Şaşkınlıktan dilimin tutuluverdiği, şoktan canımın ne kadar yandığını bile anlamadığım ve sessiz kaldığım 1 kez haricinde hep içimden geçeni söyleyip, içimden geldiği gibi davranmaya çalışıp, karşımdakinin de öyle yapmasını istemişimdir. Hatta karşımdakini bunun için zorlamış, belki de bu yüzden kabak tadı vermiş ve moral bozmuşumdur.
Karşısındakiyle muğlak konuşma hakkını kendinde gören insanların, bu kadarcık bir can sıkıntısını hak ettiğini düşünüyorum açıkçası.
21. yüzyılda büyük şehirde yaşayan eşşek kadar insanlar değil de, Yavuz Bingöl ile Ece Uslu'nun başrollerini paylaştığı uyduruk bir töre dizisinde olsaydık şayet, bu ruhsal dalgalanmaların güzel bir sloganı olurdu: "İki kişi birbirini sever de kavuşurlarsa mutluluk olur... Biri kaçar diğeri kovalarsa aşk olur... İkisi de sever ama kavuşamazlarsa işte o zaman efsane olur."
Fonda Kıraç tarafından bestelenen bir jenerik müziği ile hayatta akıp giden isminizi okumak ve o üç saniyelik önemlilik anı geçtikten sonra bu boktan hayattan çıkıp gitmek istiyorsanız, that's fine, kendi kararınız.
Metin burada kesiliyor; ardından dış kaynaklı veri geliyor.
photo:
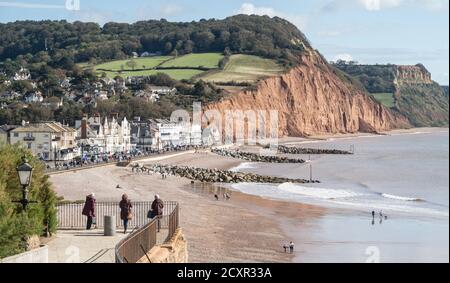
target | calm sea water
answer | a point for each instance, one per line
(404, 174)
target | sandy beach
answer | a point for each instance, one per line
(255, 224)
(245, 229)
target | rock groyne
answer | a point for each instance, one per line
(253, 157)
(222, 176)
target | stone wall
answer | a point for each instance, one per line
(39, 255)
(175, 251)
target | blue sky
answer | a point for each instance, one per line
(368, 31)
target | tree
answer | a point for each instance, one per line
(132, 64)
(16, 225)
Mezar taşınıza "rahmetli büyük büyük lafları çok severdi" yazarız, herkes de çok beğenir, fotoğrafını çekip instagram'a koyar ki başkaları da beğensin. Çünkü sırf bu laflardan ne fenomenler çıkmıştır... Twitter fenomenleri, tabi. Sanal dünya, sadece, iki tık bir layk.
(Gerçek hayata bulaşınca, oralarda buralarda okunduğu gibi olmuyor "şey"ler.)
Ben de görmediğim bir yeri görmek üzere tatil planı yaptığım için, gönlüm elverdiğince heyecanlı olarak bu boktan hayatıma devam ederim... İşte o zaman efsane olmasa da, en azından güzel olur.
Basitlik güzeldir, sıradanlık değil.
(Hem size bir şey söyleyeyim mi; sonsuza dek kovalanmak diye bir şey yok, Verona'da geçen eski bir hikayede yaşamıyorsanız "kavuşmak" gereksiz bir mübalağa... Sonunda da bir halt olmazsınız.)